What would you do with HTML::Tidy? Something like this:

use HTML::Tidy;

my $tidy = new HTML::Tidy; $tidy->ignore( type => TIDY_WARNING ); $tidy->parse( "foo.html", $contents_of_foo );

for my $message ( $tidy->messages ) { print $message->as_string; }


or some other level of automated HTML checking. With Test::HTML::Tidy (which I hope to get out tonight), you'll be able to do

html_tidy_ok( $html, "HTML is properly tidy" ); in your *.t scripts. Whee!


W3C Validator

cbrandtbuffalo on 2004-02-26T13:18:06

So does this have the same functionality as the on-line W3C validator service (without having to go to the web)? I believe their validator is just a perl script that calls tidy somehow.

http://validator.w3.org/

Re:W3C Validator

LTjake on 2004-02-26T13:55:02

Hrmm, i don't think so.

Check the source page. No mention of Tidy.

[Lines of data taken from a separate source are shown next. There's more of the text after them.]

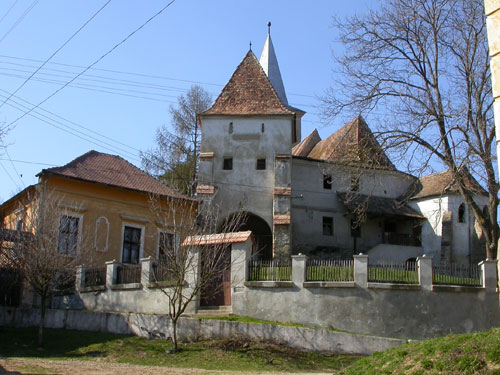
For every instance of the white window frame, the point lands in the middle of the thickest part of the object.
(176, 241)
(107, 234)
(143, 234)
(79, 234)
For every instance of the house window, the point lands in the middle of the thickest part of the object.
(461, 213)
(355, 229)
(354, 184)
(327, 182)
(131, 244)
(228, 164)
(327, 226)
(165, 246)
(68, 234)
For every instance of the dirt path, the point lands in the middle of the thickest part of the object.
(47, 367)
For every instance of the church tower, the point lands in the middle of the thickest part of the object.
(245, 157)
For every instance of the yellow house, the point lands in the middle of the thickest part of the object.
(104, 206)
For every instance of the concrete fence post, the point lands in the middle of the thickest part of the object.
(111, 267)
(361, 270)
(146, 270)
(299, 269)
(424, 265)
(80, 277)
(489, 275)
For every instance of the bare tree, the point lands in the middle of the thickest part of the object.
(425, 63)
(192, 255)
(175, 156)
(47, 250)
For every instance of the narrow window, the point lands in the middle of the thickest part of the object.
(354, 184)
(327, 182)
(131, 245)
(327, 226)
(68, 234)
(228, 164)
(166, 246)
(461, 213)
(355, 229)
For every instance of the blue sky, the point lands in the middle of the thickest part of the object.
(128, 94)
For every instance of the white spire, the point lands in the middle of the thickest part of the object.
(269, 63)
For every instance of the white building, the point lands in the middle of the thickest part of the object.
(332, 197)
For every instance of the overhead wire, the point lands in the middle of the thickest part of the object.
(94, 63)
(57, 51)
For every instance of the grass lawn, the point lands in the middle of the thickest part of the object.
(471, 354)
(211, 355)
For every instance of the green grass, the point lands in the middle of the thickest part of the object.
(211, 355)
(471, 354)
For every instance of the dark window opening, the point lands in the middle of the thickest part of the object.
(354, 184)
(68, 234)
(355, 229)
(131, 245)
(228, 164)
(327, 182)
(166, 246)
(461, 213)
(327, 226)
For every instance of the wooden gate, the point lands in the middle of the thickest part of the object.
(217, 292)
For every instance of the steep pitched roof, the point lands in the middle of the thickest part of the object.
(249, 92)
(353, 143)
(114, 171)
(443, 183)
(305, 147)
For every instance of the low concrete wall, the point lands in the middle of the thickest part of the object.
(159, 326)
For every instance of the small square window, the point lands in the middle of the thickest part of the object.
(327, 226)
(355, 229)
(228, 164)
(327, 182)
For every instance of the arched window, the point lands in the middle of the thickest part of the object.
(461, 213)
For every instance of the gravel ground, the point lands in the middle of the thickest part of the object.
(47, 367)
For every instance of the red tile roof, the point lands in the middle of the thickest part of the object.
(353, 143)
(112, 170)
(216, 239)
(443, 183)
(249, 92)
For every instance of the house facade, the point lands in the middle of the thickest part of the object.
(330, 198)
(103, 204)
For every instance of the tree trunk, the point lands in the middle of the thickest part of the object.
(42, 320)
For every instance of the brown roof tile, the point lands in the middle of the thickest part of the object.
(442, 183)
(305, 147)
(216, 239)
(353, 143)
(114, 171)
(249, 92)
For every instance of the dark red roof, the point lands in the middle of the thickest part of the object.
(352, 143)
(114, 171)
(249, 92)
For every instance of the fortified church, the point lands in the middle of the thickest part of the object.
(333, 197)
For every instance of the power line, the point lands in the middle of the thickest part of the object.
(19, 20)
(8, 11)
(94, 63)
(56, 51)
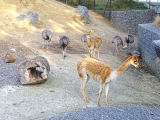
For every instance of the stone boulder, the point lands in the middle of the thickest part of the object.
(31, 18)
(34, 71)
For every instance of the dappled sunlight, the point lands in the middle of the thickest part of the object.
(14, 13)
(74, 27)
(57, 27)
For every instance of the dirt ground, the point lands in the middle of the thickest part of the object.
(56, 95)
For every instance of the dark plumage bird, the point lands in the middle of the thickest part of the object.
(118, 41)
(129, 39)
(47, 35)
(64, 41)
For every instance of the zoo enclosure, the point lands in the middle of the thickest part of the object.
(114, 5)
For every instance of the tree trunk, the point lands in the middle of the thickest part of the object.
(34, 71)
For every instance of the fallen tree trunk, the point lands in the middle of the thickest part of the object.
(34, 71)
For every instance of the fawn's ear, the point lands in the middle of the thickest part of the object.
(89, 33)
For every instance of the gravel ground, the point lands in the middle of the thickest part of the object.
(60, 93)
(120, 112)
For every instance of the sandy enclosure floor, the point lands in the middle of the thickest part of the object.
(61, 92)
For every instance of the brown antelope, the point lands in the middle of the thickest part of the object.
(102, 73)
(93, 44)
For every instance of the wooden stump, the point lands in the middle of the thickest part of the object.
(34, 71)
(10, 58)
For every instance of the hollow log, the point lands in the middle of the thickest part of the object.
(10, 58)
(34, 71)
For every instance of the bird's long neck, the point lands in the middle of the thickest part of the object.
(124, 66)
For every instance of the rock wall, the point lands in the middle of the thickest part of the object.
(128, 20)
(147, 33)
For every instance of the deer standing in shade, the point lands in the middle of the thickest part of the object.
(102, 73)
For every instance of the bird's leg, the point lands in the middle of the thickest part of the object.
(43, 44)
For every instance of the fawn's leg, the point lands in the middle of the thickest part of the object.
(100, 93)
(83, 85)
(117, 47)
(107, 88)
(85, 96)
(98, 54)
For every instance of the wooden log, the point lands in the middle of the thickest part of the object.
(10, 58)
(34, 71)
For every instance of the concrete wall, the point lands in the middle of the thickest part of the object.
(129, 20)
(147, 33)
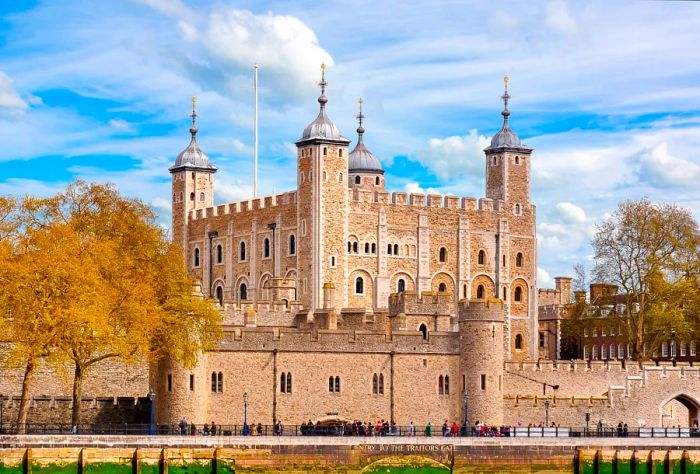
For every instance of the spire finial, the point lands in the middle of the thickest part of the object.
(322, 84)
(193, 128)
(506, 98)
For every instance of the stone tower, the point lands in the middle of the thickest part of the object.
(481, 359)
(364, 169)
(322, 169)
(192, 185)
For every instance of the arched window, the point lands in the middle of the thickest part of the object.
(292, 245)
(424, 330)
(359, 286)
(518, 342)
(401, 285)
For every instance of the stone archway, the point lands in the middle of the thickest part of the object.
(681, 410)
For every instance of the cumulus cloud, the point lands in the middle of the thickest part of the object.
(658, 168)
(9, 98)
(454, 156)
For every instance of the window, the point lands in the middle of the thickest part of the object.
(359, 286)
(424, 330)
(401, 285)
(292, 245)
(266, 248)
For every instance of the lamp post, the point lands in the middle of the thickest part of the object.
(152, 398)
(246, 431)
(465, 426)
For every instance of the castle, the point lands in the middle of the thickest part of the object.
(342, 300)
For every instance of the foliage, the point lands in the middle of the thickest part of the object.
(651, 252)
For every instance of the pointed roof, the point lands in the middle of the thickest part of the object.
(192, 157)
(361, 159)
(322, 128)
(506, 138)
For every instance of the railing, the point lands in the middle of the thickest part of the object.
(125, 429)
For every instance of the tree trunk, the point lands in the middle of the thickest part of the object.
(24, 401)
(77, 394)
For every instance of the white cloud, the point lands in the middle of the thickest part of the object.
(544, 280)
(454, 156)
(659, 168)
(9, 98)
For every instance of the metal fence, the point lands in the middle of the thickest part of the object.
(343, 430)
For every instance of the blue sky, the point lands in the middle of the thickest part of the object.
(608, 94)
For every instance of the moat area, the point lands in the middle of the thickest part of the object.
(174, 455)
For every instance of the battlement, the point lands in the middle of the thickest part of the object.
(409, 303)
(482, 310)
(264, 202)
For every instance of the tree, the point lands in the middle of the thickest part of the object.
(129, 297)
(651, 253)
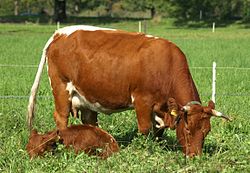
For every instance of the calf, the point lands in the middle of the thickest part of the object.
(85, 138)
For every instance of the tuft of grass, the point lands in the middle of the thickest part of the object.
(226, 149)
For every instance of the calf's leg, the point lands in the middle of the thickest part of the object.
(89, 117)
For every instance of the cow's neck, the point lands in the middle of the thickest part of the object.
(183, 88)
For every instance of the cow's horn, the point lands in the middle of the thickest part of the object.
(219, 114)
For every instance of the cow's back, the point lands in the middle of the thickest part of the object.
(109, 66)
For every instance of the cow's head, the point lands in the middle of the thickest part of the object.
(194, 125)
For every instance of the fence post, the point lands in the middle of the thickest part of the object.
(139, 26)
(214, 82)
(58, 25)
(145, 26)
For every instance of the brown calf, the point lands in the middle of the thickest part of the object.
(85, 138)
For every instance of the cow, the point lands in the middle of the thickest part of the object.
(90, 139)
(107, 70)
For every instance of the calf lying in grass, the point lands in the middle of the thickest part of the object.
(90, 139)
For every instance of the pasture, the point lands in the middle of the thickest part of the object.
(226, 148)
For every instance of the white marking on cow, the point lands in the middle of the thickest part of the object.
(70, 29)
(160, 121)
(150, 36)
(79, 101)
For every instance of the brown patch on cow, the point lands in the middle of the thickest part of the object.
(90, 139)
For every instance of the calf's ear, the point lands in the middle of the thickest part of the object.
(33, 132)
(211, 104)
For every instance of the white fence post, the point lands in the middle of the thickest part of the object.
(213, 26)
(214, 82)
(139, 26)
(58, 25)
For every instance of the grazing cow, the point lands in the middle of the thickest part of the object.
(106, 70)
(87, 138)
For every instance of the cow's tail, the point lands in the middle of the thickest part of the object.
(33, 92)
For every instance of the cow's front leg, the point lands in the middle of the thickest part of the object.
(89, 117)
(144, 115)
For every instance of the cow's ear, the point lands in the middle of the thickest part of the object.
(211, 104)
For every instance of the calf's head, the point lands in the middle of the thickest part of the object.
(194, 125)
(39, 143)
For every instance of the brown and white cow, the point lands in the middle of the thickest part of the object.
(104, 70)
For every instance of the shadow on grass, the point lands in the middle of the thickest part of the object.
(126, 139)
(169, 143)
(207, 23)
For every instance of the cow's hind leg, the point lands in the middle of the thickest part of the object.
(62, 106)
(61, 100)
(144, 115)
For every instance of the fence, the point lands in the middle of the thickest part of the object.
(213, 92)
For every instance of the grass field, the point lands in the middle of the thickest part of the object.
(226, 149)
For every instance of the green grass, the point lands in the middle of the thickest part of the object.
(226, 149)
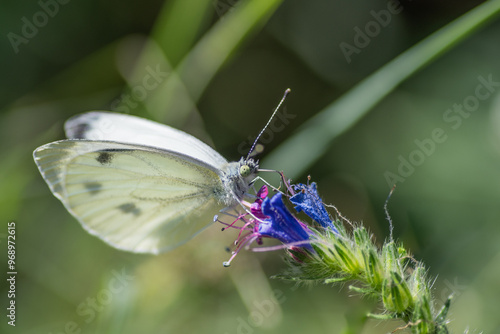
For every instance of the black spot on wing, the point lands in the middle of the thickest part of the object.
(104, 158)
(130, 208)
(78, 131)
(93, 187)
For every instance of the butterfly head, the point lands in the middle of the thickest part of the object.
(248, 168)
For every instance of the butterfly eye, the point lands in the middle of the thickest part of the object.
(245, 170)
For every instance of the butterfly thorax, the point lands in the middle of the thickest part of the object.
(238, 177)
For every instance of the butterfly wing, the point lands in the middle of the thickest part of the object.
(136, 198)
(123, 128)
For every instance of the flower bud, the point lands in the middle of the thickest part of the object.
(395, 294)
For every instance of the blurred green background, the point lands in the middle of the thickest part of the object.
(223, 66)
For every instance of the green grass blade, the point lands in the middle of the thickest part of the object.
(315, 136)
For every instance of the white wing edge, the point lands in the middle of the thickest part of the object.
(106, 125)
(57, 192)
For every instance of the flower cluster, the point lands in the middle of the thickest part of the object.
(323, 249)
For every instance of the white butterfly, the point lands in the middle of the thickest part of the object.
(139, 185)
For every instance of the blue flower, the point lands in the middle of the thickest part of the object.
(308, 200)
(280, 223)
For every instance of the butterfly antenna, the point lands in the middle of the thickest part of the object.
(268, 122)
(387, 215)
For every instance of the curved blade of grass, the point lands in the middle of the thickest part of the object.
(182, 89)
(178, 25)
(316, 135)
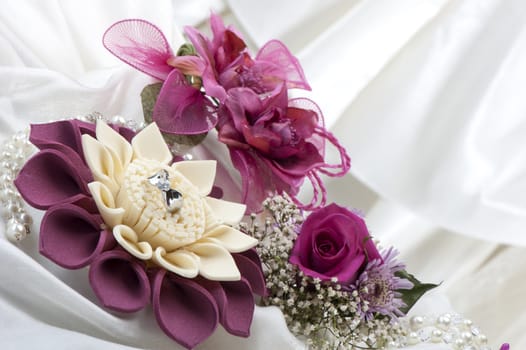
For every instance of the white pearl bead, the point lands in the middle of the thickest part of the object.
(416, 322)
(482, 338)
(443, 321)
(6, 194)
(468, 323)
(436, 335)
(459, 343)
(412, 338)
(118, 120)
(467, 336)
(25, 218)
(15, 231)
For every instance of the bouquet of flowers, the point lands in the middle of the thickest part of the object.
(152, 225)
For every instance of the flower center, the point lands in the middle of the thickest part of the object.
(379, 291)
(148, 211)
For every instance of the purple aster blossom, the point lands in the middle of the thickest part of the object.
(378, 287)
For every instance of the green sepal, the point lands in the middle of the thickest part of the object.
(411, 296)
(149, 97)
(186, 49)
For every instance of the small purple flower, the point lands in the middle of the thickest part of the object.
(378, 287)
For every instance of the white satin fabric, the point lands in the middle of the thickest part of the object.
(425, 94)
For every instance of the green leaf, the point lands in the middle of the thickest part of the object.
(149, 97)
(411, 296)
(186, 49)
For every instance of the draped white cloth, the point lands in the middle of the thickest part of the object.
(425, 94)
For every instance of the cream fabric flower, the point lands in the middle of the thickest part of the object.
(196, 239)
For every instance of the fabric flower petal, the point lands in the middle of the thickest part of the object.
(233, 240)
(141, 45)
(101, 162)
(149, 144)
(181, 262)
(129, 240)
(200, 172)
(49, 178)
(184, 310)
(106, 204)
(237, 315)
(230, 213)
(72, 237)
(251, 271)
(215, 262)
(57, 135)
(116, 142)
(119, 281)
(235, 303)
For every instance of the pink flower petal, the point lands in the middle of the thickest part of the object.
(140, 44)
(72, 237)
(286, 64)
(50, 178)
(120, 281)
(250, 268)
(185, 310)
(183, 109)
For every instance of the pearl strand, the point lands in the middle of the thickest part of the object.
(14, 152)
(449, 329)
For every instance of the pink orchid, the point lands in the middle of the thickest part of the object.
(180, 107)
(229, 65)
(276, 143)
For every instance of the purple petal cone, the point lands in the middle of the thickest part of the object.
(50, 178)
(120, 281)
(71, 236)
(63, 132)
(185, 310)
(251, 271)
(238, 311)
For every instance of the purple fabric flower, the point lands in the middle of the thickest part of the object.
(333, 242)
(275, 143)
(73, 235)
(229, 65)
(182, 109)
(378, 287)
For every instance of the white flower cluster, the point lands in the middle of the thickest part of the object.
(322, 313)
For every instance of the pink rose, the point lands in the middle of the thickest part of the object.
(333, 242)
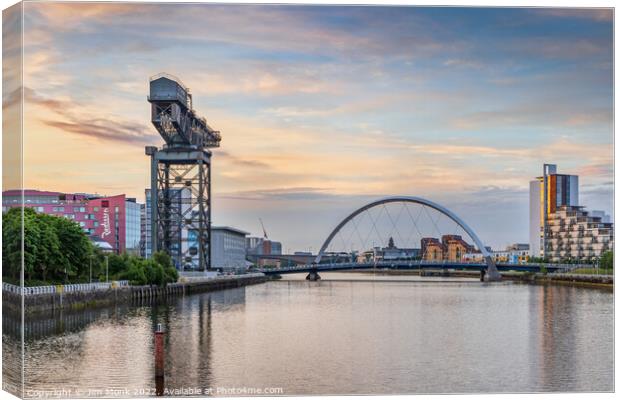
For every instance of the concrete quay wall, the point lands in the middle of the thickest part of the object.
(45, 302)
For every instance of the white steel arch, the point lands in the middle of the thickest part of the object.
(492, 272)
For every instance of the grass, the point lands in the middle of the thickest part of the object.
(592, 271)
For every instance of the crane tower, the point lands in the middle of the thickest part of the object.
(180, 193)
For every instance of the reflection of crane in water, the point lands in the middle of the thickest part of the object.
(180, 176)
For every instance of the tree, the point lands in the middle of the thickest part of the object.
(55, 249)
(607, 260)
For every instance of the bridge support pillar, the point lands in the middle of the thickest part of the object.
(491, 274)
(313, 276)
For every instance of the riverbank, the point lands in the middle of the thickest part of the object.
(578, 280)
(115, 295)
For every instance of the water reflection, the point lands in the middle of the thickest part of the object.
(332, 337)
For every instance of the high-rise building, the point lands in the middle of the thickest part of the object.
(548, 193)
(573, 234)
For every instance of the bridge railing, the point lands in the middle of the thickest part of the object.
(70, 288)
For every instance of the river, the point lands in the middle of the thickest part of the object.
(347, 334)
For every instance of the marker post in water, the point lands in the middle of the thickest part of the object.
(159, 359)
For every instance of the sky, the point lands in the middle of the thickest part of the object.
(325, 108)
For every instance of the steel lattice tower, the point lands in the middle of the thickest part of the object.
(180, 176)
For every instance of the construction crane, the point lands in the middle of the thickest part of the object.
(173, 116)
(264, 231)
(180, 195)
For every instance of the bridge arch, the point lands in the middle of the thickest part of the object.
(492, 272)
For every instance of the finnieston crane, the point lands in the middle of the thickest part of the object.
(180, 195)
(264, 231)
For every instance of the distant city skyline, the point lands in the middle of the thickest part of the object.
(323, 108)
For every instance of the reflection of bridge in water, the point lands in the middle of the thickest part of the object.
(411, 265)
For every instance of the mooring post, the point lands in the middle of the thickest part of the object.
(159, 351)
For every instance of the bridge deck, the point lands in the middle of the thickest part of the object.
(416, 265)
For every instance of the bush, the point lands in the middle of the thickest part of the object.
(607, 260)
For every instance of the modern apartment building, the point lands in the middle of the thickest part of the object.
(574, 234)
(548, 193)
(228, 248)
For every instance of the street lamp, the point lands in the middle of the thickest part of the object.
(90, 273)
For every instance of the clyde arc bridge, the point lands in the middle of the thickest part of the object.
(400, 232)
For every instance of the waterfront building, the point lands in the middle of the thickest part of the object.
(258, 246)
(228, 251)
(111, 219)
(573, 233)
(547, 193)
(560, 228)
(450, 248)
(386, 254)
(517, 253)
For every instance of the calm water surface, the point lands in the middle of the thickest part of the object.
(375, 335)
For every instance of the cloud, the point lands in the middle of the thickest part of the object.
(239, 161)
(285, 194)
(85, 124)
(596, 14)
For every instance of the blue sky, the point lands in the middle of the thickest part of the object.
(322, 108)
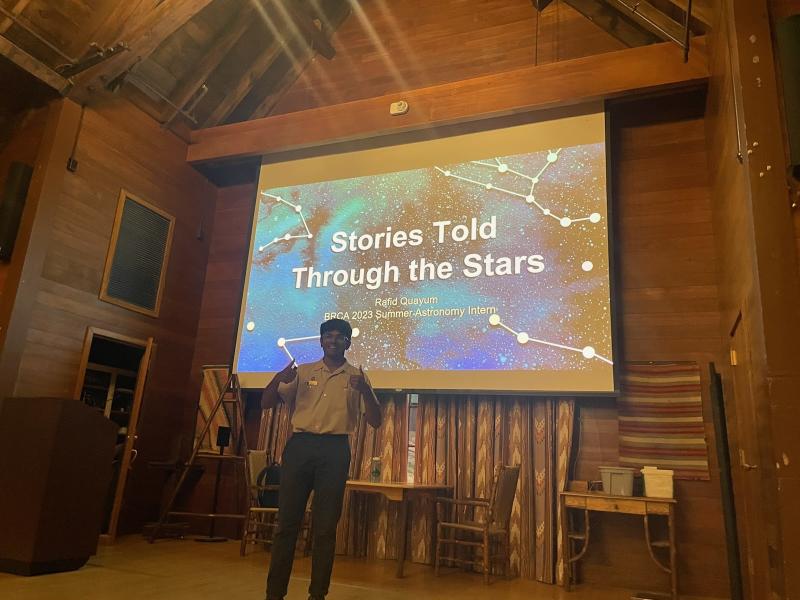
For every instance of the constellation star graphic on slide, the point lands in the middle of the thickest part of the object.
(287, 236)
(530, 197)
(523, 338)
(284, 342)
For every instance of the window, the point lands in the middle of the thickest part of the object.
(137, 255)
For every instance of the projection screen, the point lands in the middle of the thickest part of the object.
(466, 263)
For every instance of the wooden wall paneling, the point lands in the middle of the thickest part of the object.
(669, 306)
(119, 147)
(216, 333)
(387, 48)
(607, 75)
(670, 312)
(61, 127)
(759, 279)
(23, 146)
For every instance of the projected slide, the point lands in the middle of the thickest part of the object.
(484, 266)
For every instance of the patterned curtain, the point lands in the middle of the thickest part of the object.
(460, 439)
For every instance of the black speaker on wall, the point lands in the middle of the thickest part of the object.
(12, 202)
(787, 35)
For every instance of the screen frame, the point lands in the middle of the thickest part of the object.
(475, 126)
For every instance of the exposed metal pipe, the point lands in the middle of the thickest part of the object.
(687, 32)
(729, 48)
(635, 10)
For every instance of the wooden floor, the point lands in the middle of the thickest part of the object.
(188, 570)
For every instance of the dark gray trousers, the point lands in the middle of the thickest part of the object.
(310, 462)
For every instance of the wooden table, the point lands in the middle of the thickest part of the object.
(604, 503)
(403, 493)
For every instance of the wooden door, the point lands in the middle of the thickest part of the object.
(745, 461)
(130, 452)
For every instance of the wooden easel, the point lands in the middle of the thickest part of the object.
(231, 395)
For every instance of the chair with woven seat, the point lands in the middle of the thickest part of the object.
(455, 529)
(262, 517)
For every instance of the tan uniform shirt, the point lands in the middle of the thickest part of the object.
(322, 401)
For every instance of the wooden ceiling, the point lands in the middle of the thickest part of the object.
(201, 63)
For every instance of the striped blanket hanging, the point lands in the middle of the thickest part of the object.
(661, 419)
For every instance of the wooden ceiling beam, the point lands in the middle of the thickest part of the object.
(199, 74)
(701, 10)
(16, 10)
(254, 72)
(33, 66)
(649, 17)
(146, 27)
(614, 74)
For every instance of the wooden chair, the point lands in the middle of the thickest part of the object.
(262, 521)
(493, 528)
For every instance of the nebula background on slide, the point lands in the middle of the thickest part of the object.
(567, 303)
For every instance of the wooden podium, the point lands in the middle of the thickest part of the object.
(55, 469)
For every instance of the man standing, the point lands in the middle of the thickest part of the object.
(325, 400)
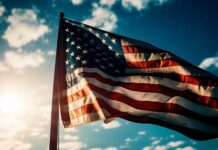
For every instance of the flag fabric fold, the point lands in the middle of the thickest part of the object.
(109, 76)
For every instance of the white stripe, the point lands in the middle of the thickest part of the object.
(172, 118)
(135, 57)
(146, 96)
(183, 70)
(83, 119)
(200, 90)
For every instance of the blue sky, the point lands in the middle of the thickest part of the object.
(28, 30)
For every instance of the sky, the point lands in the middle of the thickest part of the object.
(28, 30)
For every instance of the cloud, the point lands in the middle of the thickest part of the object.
(15, 145)
(111, 148)
(175, 143)
(211, 62)
(19, 60)
(141, 4)
(108, 3)
(186, 148)
(108, 148)
(141, 133)
(3, 67)
(111, 125)
(102, 18)
(51, 53)
(2, 10)
(167, 146)
(70, 137)
(24, 27)
(74, 145)
(77, 2)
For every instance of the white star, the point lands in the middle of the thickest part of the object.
(67, 39)
(85, 44)
(96, 60)
(98, 47)
(98, 54)
(104, 41)
(110, 47)
(67, 50)
(85, 35)
(78, 47)
(72, 54)
(85, 52)
(67, 62)
(79, 39)
(72, 43)
(106, 34)
(110, 65)
(72, 66)
(97, 34)
(84, 62)
(104, 59)
(92, 50)
(92, 41)
(78, 58)
(113, 40)
(117, 71)
(102, 67)
(117, 54)
(90, 29)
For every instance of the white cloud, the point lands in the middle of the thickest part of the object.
(96, 148)
(107, 2)
(161, 147)
(2, 10)
(108, 148)
(111, 125)
(155, 142)
(141, 133)
(141, 4)
(3, 67)
(77, 2)
(175, 143)
(51, 53)
(70, 137)
(111, 148)
(75, 145)
(147, 148)
(10, 144)
(209, 62)
(186, 148)
(24, 27)
(20, 60)
(102, 18)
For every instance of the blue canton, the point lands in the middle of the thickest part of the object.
(92, 48)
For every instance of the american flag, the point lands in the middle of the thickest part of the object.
(108, 76)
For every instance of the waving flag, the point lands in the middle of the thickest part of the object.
(102, 76)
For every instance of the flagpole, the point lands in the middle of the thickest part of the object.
(54, 129)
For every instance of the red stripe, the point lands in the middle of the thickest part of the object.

Also, it says "OpenSP is the SGML and XML parser used by the service". So i assume it parses the output from that.

Re:W3C Validator

sumdeus on 2004-02-26T13:59:45

I believe the W3C Validator does not use tidylib. It uses
use File::Spec          qw();
use HTML::Parser   3.25 qw(); # Need 3.25 for $p->ignore_elements.
.. and some other good stuff. The source is available. I would be very interested to know the similarities and differences between tidylib and this validation. [I could go look it up!]

Re:W3C Validator

Dom2 on 2004-02-26T15:18:39

The W3C validator requires an installation of OpenSP, which is a fairly heavyweight requirement.

I'm not sure quite what tidylib does, but I'm going to give it a play and see what it does. If it's faster than onsgmls, then I'm all for it!

Your other option for validation is to get libxml2 (in its perl form XML::LibXML) set up. The disadvantage (which it shares with OpenSP) is that it requires you to have all the catalogs for html/xhtml set up correctly. I'm assuming that tidylib has all that sort of stuff hard coded.

-Dom

Re:W3C Validator

petdance on 2004-02-26T16:40:05

There are CGI tidy interfaces out there, so you can see what tidy reports on. tidy also does cleanup on the HTML, and prettifies it for you, although HTML::Lint doesn't support that.